Leading defence and aeronautical firms of the West are reportedly worried over the success of the Tejas Trainer Jet, especially as India is expected to bag the first contracts for the trainer jet from Sri Lanka and Egypt.
The Tejas Light Combat Aircraft is a supersonic, single-seat, single-engine multirole light fighter aircraft, which has been under development for the past three decades. It has been co-developed by the Aeronautical Development Agency in cooperation with the Bengaluru-based Hindustan Aeronautics Limited.
The Sri Lanka Air Force is reportedly looking to procure 18 to 24 new fighter aircraft to replace its obsolete fleet of Chinese license-built MIG-21 by 2017, and had recently rejected Pakistan’s JF-17 aircraft built with Chinese help.
On the other hand, Egypt has also shown some interest in procuring the Tejas, though it had last year signed a contract to buy 24 Rafale fighter jets from France.
According to the web site www.dailymirror.lk, both Colombo and Cairo are said to be interested in purchasing the current version of the aircraft. Two things going in favour of the Tejas are its lower cost and its flying ability.

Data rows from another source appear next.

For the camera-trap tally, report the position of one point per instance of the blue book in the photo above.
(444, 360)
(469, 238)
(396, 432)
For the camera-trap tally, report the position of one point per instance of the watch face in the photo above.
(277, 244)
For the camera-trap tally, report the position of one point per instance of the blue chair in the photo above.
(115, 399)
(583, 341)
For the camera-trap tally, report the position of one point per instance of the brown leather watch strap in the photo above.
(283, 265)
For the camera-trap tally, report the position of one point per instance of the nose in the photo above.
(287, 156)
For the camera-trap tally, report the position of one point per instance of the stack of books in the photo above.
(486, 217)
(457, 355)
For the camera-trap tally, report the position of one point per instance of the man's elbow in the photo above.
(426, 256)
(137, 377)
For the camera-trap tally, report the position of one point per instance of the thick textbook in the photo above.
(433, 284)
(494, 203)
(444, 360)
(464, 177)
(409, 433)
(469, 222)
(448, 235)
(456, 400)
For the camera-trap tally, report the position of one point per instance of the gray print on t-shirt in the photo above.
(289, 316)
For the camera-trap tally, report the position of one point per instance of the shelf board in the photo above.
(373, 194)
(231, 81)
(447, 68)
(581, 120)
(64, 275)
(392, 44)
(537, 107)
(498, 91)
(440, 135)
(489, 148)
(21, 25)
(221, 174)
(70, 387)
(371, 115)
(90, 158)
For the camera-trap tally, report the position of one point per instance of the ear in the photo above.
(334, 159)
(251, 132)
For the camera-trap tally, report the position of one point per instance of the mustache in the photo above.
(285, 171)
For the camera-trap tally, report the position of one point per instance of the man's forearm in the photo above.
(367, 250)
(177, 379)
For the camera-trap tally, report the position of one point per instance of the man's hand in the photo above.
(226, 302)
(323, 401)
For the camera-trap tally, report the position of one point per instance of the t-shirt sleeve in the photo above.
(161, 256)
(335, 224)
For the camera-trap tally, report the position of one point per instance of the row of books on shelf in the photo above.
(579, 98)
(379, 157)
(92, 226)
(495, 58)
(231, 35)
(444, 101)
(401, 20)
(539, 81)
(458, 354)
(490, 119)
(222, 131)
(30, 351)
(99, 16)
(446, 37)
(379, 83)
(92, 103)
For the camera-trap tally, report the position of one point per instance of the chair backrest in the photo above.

The Tejas is perhaps the world’s smallest lightweight, multi-role single engine tactical fighter aircraft and the state-run HAL has said it has received expressions of interest for it from abroad, but refused to reveal any names.
It has maintained that its priority is to deliver this combat aircraft to the Indian Air Force and Indian Navy first. The Indian Air Force is reported to have a requirement for 200 single-seat and 20 two-seat conversion trainers, while the Indian Navy might order up to 40 single-seaters to replace its Sea Harrier FRS.51 and Harrier T.60.

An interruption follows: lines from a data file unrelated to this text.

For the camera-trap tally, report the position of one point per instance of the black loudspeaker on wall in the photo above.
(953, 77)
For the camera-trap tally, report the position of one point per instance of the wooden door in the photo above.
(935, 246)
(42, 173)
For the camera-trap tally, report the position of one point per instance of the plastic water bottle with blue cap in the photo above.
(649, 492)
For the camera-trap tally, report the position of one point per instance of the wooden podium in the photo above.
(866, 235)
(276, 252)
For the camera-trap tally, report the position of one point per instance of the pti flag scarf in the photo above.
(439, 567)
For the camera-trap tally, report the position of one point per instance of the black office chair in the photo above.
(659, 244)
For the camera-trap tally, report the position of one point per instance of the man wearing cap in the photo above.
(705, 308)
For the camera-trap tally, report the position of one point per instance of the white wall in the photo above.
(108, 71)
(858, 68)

Rather than wait for LAC Mk II, the IAF had decided to go for an upgraded version of the existing Tejas with over 40 modifications. As per the production plan, six aircraft will be made this year and HAL will subsequently scale it up to eight and 16 aircraft per year.

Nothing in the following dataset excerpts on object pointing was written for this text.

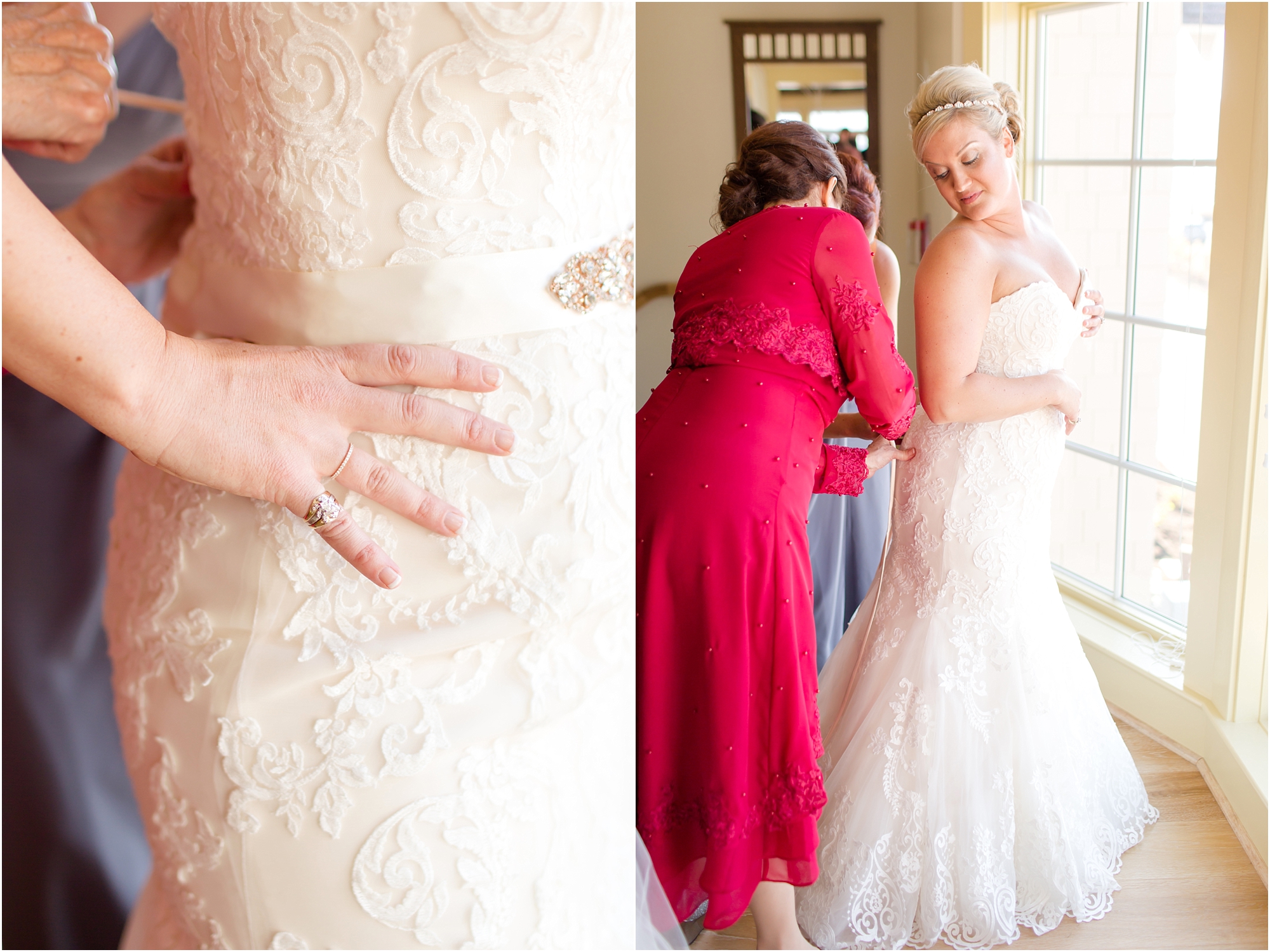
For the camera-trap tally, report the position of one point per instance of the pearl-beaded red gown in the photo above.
(778, 321)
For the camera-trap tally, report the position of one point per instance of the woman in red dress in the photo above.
(778, 320)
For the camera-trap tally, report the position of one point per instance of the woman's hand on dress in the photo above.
(882, 451)
(274, 423)
(133, 222)
(265, 422)
(1067, 399)
(1095, 312)
(59, 80)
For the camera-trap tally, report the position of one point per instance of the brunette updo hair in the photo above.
(862, 198)
(778, 161)
(963, 84)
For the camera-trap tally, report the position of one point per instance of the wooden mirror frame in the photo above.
(740, 28)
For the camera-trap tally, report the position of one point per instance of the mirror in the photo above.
(822, 72)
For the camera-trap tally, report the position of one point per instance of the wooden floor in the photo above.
(1188, 884)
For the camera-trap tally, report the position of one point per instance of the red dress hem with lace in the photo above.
(778, 321)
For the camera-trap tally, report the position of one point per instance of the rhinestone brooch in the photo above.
(604, 274)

HAL is likely to hand over the fourth Tejas aircraft to the IAF by June end. The four aircraft will make up the first squadron to be used for training and familarisation. The first Tejas squadron will be based in Coimbatore, Tamil Nadu, and is scheduled to enter service by 2017-2018.
The LCA programme was initiated in 1983 to replace the ageing MiG-21s planes in IAF’s combat fleet. In 1984, the Indian government established the Aeronautical Development Agency to manage the LCA programme.
The Tejas is often described as a HAL product, but the responsibility for its development belongs to ADA, a national consortium of over 100 defence laboratories, industrial organisations, and academic institutions with HAL being the principal contractor.
The Tejas is the second supersonic fighter developed by HAL after the HAL HF-24 Marut.